Regarding the course of the disease, we believe that there must been a delay in diagnosis of patients 3 and 5, because they have generalized their symptoms, with all the different clinical phases of ALS. The onset time of symptoms was 2 years for the 3rd and 3 years for the 5th. For other patients, it may be a case for rapid evolution or the onset of the disease has been poorly evaluated. Diagnostic delays affect about 25% of patients who died before they meet the criteria of the disease.15,16 These diagnostics are mostly encountered delays in cases where the clinic is rough, often misleading and mimic many other neurological disorders.

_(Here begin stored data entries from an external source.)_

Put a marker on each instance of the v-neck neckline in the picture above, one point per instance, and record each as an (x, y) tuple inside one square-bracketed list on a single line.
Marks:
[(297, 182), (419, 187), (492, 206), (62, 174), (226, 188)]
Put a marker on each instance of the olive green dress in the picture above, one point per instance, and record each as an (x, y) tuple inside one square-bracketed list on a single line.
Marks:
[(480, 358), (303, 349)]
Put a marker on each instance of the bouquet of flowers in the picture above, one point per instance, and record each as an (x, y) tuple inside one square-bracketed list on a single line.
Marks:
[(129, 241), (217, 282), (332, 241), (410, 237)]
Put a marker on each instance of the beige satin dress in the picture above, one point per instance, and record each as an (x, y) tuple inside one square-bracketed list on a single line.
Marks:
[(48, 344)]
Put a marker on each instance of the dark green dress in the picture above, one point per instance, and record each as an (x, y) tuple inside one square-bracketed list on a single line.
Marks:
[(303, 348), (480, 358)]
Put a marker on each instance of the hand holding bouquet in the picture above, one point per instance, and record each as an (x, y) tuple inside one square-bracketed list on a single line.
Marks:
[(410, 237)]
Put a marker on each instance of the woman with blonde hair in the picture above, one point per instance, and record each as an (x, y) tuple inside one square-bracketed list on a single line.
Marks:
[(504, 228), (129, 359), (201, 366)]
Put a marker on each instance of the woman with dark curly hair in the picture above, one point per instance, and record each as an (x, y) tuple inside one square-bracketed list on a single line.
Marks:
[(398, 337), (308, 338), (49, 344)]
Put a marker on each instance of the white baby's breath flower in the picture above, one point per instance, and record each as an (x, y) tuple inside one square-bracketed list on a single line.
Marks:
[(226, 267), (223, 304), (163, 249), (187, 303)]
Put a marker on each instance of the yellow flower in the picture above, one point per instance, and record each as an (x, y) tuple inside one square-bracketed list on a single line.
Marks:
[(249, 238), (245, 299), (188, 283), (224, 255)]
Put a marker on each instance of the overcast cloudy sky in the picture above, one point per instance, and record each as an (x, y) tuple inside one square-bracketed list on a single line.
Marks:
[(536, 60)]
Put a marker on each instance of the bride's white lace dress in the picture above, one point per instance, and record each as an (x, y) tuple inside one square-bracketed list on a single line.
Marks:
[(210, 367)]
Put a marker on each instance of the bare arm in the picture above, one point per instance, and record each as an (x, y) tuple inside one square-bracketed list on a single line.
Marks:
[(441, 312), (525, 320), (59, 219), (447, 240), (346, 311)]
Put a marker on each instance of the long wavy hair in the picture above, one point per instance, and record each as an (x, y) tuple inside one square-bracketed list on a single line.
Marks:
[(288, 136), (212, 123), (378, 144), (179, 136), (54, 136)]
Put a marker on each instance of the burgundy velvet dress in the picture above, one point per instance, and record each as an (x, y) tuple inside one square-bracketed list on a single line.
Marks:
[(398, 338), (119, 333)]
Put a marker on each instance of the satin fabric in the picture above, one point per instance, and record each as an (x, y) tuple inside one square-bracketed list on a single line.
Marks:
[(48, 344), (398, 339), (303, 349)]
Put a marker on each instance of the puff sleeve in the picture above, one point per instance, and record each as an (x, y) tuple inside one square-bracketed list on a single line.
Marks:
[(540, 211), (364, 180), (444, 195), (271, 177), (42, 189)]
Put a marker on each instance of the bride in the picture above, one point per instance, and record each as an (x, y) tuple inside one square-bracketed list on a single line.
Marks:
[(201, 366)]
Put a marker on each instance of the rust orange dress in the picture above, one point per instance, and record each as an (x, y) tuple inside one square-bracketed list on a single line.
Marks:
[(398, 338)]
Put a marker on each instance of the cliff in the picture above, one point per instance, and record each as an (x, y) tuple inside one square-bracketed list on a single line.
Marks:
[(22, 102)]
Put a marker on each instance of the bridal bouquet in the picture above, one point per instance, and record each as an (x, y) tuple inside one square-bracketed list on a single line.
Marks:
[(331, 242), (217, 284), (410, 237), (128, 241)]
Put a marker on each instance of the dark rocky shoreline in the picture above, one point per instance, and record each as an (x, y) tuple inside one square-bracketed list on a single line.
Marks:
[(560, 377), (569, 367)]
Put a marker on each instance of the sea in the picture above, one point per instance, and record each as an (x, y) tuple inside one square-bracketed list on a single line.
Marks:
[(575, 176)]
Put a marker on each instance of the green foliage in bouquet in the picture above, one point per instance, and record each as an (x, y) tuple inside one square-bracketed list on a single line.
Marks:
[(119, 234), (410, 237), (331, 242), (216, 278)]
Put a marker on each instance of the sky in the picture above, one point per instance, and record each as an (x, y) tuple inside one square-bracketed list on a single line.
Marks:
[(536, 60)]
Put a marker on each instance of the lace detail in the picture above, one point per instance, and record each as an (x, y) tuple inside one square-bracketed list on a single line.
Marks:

The existence of cognitive impairment should not exclude the diagnosis of ALS. Indeed signs of fronto temporal lobe dementia (FTD) may occur before or after the ALS symptoms in 40 % of cases especially in the bulbar form.17
4.4. ALS Management
Concerning the medical care, only symptomatic treatment was offered to our patient. Treatment with Riluzole has been established for those who were able to buy it on abroad because it is non- availability in the country. In these cases where Riluzole was used, any significant improvement was not observed. In the literature and according to different consensus, typical ALS support is based on three lines:
1-Neuroprotective treatment made by glutamate-release antagonists (Riluzole, Verapamil, Topiramate) which has been shown to slow the course of ALS, but this does not proved its effective effects in several studies.2,3,18,19
2-Symptomatic treatment should be done by multidisciplinary team to improve the quality of life,1 and finally followed by palliative and end-of-life cares.2
Noninvasive positive pressure ventilation (NIPPV) is a therapeutic option used for many patients with less than 50% of vital capacity. The NIPPV may be replaced by a tracheostomy with permanent ventilation if necessary. The use of mechanical ventilation varies between countries with cross-cultural and ethical differences. Many studies suggest that the use of NIPPV improves survival and quality of life in patients admitted to multidisciplinary team centers. 20,21
The introduction of percutaneous endoscopic gastrostomy (PEG) has given a real comfort to patients suffering from severe swallowing disorders.22 The drooling, bronchial secretions, insomnia and pseudobulbar signs were supported by anti emetics, amitriptyline, atropine, and physiotherapy.3,4,23
The management of neuralgic pain was provided by good nursing and a delicate engagement with regular change of position of the patient. The adjuvant treatment includes analgesics, anti-inflammatory and antispasmodics.1,2,4,23,24
The patient quality of life depends strongly on medical, psychosocial and existential accompany in life. Fatigue, depression, anxiety and hopelessness are common among these patients. The treatment of these symptoms improves significantly the quality of life of patient with ALS.23-25
Carefully clinical examination is essential in case of suspected ALS. The management of ALS remains difficult in all continents. The ALS is still under diagnosis in Africa. The data on this disease are highly variable, rare and sparse in Africa.